Überwachungsmaschine für US-Geheimdienste
In Europa könnte es Palantir aus Sorge um den Datenschutz womöglich schwerer haben. Gegründet wurde die Firma 2004 im kalifornischen Palo Alto vom US-Tech-Milliardär Peter Thiel und dem Unternehmer Alex Karp, die sich an der US-Eliteuni Stanford kennengelernt hatten. Inzwischen strebt sie an die Börse.

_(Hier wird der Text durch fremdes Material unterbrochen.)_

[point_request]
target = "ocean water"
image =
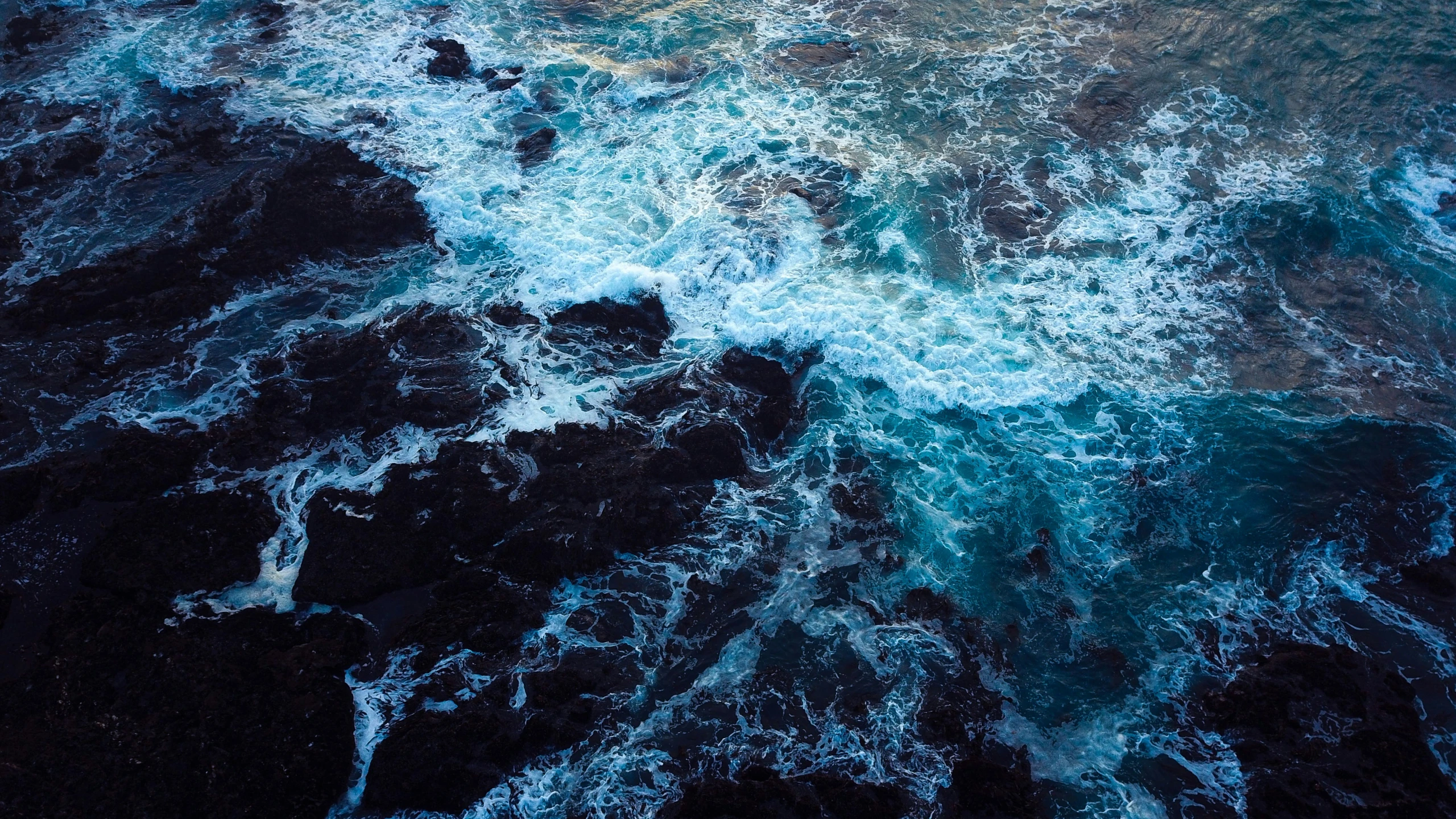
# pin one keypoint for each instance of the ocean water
(1190, 398)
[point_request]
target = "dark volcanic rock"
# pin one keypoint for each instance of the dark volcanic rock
(324, 201)
(994, 783)
(753, 390)
(181, 544)
(410, 534)
(760, 793)
(623, 327)
(535, 149)
(504, 84)
(445, 760)
(41, 27)
(477, 610)
(1101, 111)
(1318, 729)
(1010, 214)
(419, 367)
(136, 464)
(130, 717)
(450, 59)
(817, 55)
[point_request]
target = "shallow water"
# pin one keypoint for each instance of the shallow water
(1147, 384)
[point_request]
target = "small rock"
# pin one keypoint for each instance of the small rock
(450, 59)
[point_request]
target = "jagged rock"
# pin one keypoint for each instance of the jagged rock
(817, 55)
(994, 781)
(1318, 729)
(1101, 111)
(40, 27)
(137, 464)
(535, 149)
(178, 544)
(760, 793)
(419, 366)
(325, 200)
(622, 327)
(127, 716)
(446, 760)
(479, 611)
(450, 59)
(410, 534)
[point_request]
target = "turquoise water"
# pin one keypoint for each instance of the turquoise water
(1193, 394)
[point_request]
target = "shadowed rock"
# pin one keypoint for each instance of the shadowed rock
(817, 55)
(535, 149)
(450, 59)
(181, 544)
(1101, 111)
(760, 793)
(127, 716)
(1318, 729)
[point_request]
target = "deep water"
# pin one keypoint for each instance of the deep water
(845, 408)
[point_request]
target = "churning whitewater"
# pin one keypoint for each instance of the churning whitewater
(586, 408)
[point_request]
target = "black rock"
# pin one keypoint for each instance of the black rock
(321, 203)
(994, 781)
(535, 149)
(127, 716)
(477, 610)
(1318, 729)
(410, 534)
(819, 55)
(446, 761)
(760, 793)
(41, 27)
(450, 59)
(178, 544)
(419, 367)
(1101, 111)
(617, 325)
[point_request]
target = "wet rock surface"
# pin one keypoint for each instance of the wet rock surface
(85, 311)
(1322, 729)
(450, 59)
(762, 792)
(1104, 110)
(129, 714)
(817, 55)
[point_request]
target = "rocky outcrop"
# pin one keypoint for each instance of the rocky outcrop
(131, 716)
(450, 59)
(763, 793)
(1320, 730)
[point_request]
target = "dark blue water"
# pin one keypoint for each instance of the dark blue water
(1135, 317)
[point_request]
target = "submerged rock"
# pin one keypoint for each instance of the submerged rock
(535, 149)
(183, 544)
(1318, 729)
(622, 327)
(130, 716)
(450, 59)
(321, 201)
(760, 793)
(1101, 111)
(817, 55)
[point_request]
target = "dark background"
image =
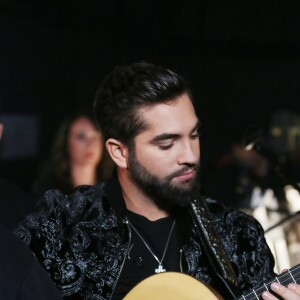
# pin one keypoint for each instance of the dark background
(241, 58)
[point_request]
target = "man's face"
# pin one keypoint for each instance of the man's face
(164, 161)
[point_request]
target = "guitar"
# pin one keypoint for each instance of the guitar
(177, 286)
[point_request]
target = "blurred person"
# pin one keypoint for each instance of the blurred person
(102, 240)
(75, 159)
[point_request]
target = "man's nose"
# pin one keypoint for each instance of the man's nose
(190, 153)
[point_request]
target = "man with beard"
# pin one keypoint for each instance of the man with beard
(99, 242)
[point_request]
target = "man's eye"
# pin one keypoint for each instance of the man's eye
(165, 147)
(195, 135)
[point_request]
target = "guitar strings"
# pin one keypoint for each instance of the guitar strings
(287, 274)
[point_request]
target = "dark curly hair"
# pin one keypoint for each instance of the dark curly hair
(127, 89)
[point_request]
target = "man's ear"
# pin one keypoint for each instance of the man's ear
(1, 129)
(118, 152)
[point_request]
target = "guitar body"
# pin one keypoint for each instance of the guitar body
(178, 286)
(173, 286)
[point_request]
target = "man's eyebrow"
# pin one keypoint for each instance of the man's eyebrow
(166, 136)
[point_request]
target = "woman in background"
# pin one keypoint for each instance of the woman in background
(75, 157)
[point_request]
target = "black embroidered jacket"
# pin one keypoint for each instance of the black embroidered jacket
(82, 240)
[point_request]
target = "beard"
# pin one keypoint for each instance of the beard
(166, 195)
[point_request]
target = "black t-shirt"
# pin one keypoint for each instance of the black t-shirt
(140, 263)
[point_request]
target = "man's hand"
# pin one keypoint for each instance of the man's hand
(291, 292)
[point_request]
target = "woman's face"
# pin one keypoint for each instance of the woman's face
(85, 143)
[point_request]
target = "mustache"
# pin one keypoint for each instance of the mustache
(183, 170)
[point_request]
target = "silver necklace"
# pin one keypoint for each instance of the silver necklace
(160, 267)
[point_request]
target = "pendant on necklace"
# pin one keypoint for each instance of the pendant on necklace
(160, 269)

Ihr Name kommt nicht von ungefähr: Benannt nach den allsehenden Steinkugeln aus der Fantasie-Trilogie "Herr der Ringe" ist Palantir letztlich eine riesige Datensammelmaschine, die Überwachungssoftware baut.
Ihre ersten Aufträge bekam sie von der CIA und arbeitet seit Jahren vertrauensvoll mit den US-Geheimdiensten zusammen, um die gigantischen Datenmengen aus deren Abhörprogrammen zu analysieren. Auch das Pentagon hat Palantir inzwischen engagiert. Besonders in die Kritik geriet Palantir, weil die Firma der Einwanderungsbehörde ICE mit ihrer Software dabei half, illegale Migranten aufzuspüren und zu deportieren.

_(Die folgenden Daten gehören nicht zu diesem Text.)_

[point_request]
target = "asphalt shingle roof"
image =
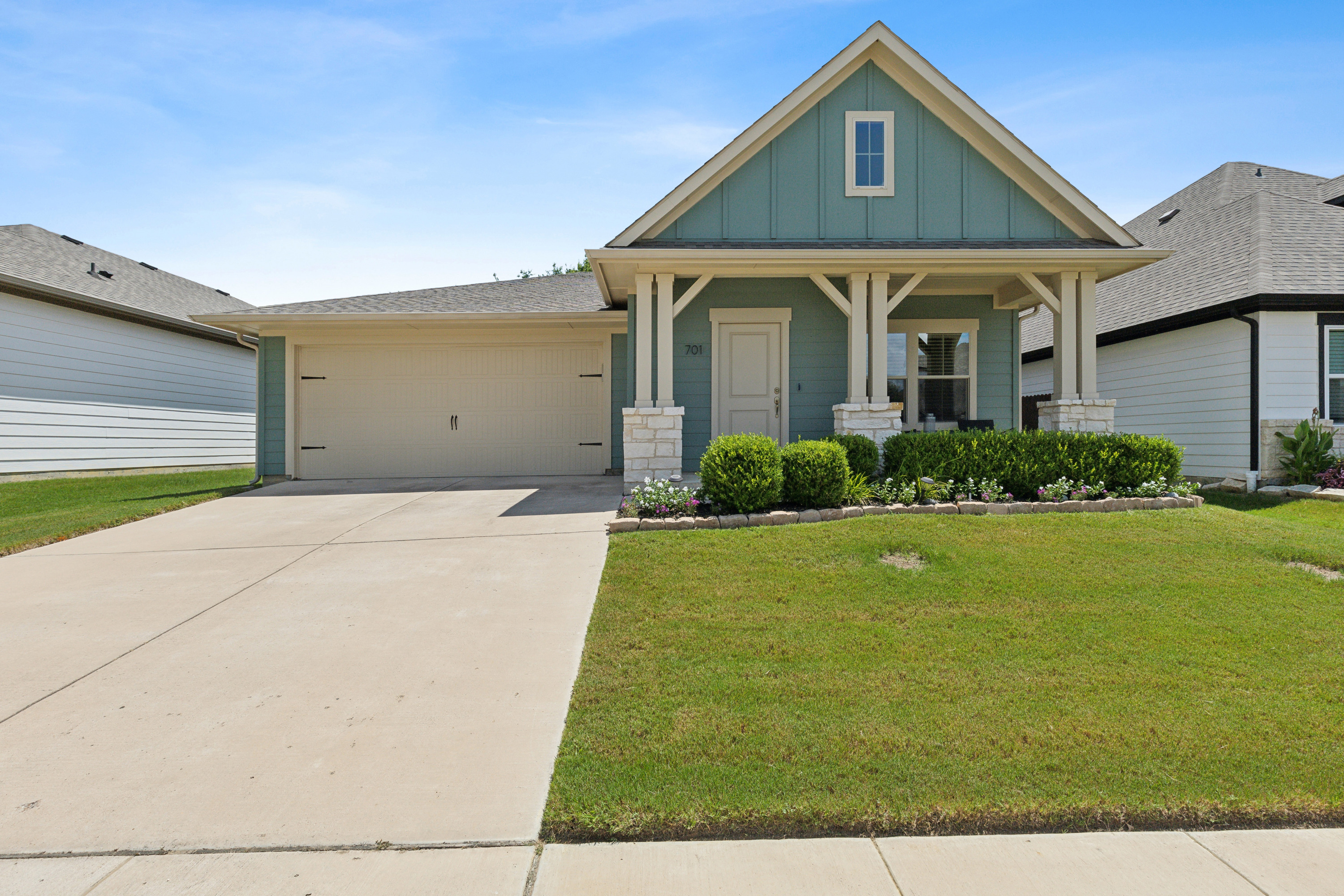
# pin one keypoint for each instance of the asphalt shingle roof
(553, 293)
(35, 254)
(1236, 236)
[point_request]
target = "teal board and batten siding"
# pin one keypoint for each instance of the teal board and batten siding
(793, 189)
(271, 396)
(818, 355)
(996, 350)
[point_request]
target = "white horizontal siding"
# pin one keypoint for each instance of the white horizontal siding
(1289, 366)
(1191, 386)
(1038, 378)
(80, 392)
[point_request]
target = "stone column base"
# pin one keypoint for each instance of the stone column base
(652, 443)
(874, 421)
(1078, 416)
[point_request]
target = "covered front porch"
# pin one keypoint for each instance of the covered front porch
(800, 345)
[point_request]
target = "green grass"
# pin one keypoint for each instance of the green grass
(1150, 669)
(46, 511)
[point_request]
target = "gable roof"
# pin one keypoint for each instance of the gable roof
(1236, 236)
(556, 293)
(930, 88)
(41, 263)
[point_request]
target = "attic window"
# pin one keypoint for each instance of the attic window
(869, 164)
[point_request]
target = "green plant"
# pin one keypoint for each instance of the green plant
(1023, 462)
(742, 473)
(1308, 450)
(815, 473)
(659, 499)
(858, 489)
(861, 452)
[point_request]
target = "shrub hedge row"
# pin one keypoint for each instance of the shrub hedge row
(1027, 461)
(815, 473)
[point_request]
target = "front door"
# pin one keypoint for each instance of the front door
(750, 379)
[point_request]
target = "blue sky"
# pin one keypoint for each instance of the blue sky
(291, 151)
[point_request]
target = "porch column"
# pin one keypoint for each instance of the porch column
(1088, 335)
(666, 340)
(1066, 336)
(644, 340)
(858, 351)
(878, 339)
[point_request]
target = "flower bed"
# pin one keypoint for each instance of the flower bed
(967, 508)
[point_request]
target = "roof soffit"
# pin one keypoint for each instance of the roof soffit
(926, 85)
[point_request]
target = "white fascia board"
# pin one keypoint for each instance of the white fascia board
(250, 324)
(936, 92)
(193, 326)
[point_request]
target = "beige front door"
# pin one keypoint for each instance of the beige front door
(750, 379)
(452, 410)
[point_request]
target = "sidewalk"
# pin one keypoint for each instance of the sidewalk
(1240, 863)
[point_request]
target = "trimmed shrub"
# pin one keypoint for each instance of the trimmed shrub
(1023, 462)
(742, 473)
(815, 473)
(861, 453)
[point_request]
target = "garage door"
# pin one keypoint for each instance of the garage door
(452, 410)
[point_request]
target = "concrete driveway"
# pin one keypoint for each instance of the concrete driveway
(312, 664)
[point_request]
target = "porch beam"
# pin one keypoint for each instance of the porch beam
(878, 339)
(909, 287)
(831, 292)
(691, 293)
(664, 283)
(1039, 291)
(644, 340)
(858, 336)
(1066, 336)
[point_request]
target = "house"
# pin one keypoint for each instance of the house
(103, 369)
(1240, 334)
(855, 261)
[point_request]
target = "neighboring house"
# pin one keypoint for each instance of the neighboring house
(1238, 335)
(865, 245)
(103, 369)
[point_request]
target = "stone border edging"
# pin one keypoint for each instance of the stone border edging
(969, 508)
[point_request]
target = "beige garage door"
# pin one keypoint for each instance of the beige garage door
(452, 410)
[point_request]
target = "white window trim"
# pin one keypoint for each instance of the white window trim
(1326, 371)
(889, 163)
(912, 328)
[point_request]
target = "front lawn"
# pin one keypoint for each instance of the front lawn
(46, 511)
(1150, 669)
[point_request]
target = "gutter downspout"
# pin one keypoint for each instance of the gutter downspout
(1254, 327)
(254, 349)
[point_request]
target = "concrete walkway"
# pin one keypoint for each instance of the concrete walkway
(1242, 863)
(312, 664)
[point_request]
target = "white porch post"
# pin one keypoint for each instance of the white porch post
(1088, 335)
(1066, 336)
(858, 351)
(666, 340)
(878, 340)
(644, 340)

In Hessen und Nordrhein-Westfalen baut Palantir bereits für deutsche Polizeibehörden Software, die Ermittlern hilft, Bewegungsprofile von Tatverdächtigen anzulegen und deren Umfeld zu erkunden. Für das Landeskriminalamt in Düsseldorf entwickelt Palantir ein Programm, das großflächig Daten aus polizeieigenen und externen Quellen verknüpft und auswertet. Der Vertrag ist mit 14 Millionen Euro dotiert. In Hessen löste der Einsatz des gleichartigen Palantir-Systems "Hessendata" einen Untersuchungsausschuss aus. In Frankreich ist Palantir-Software seit den Terror-Anschlägen von 2016 beim Inlandsgeheimdienst im Einsatz.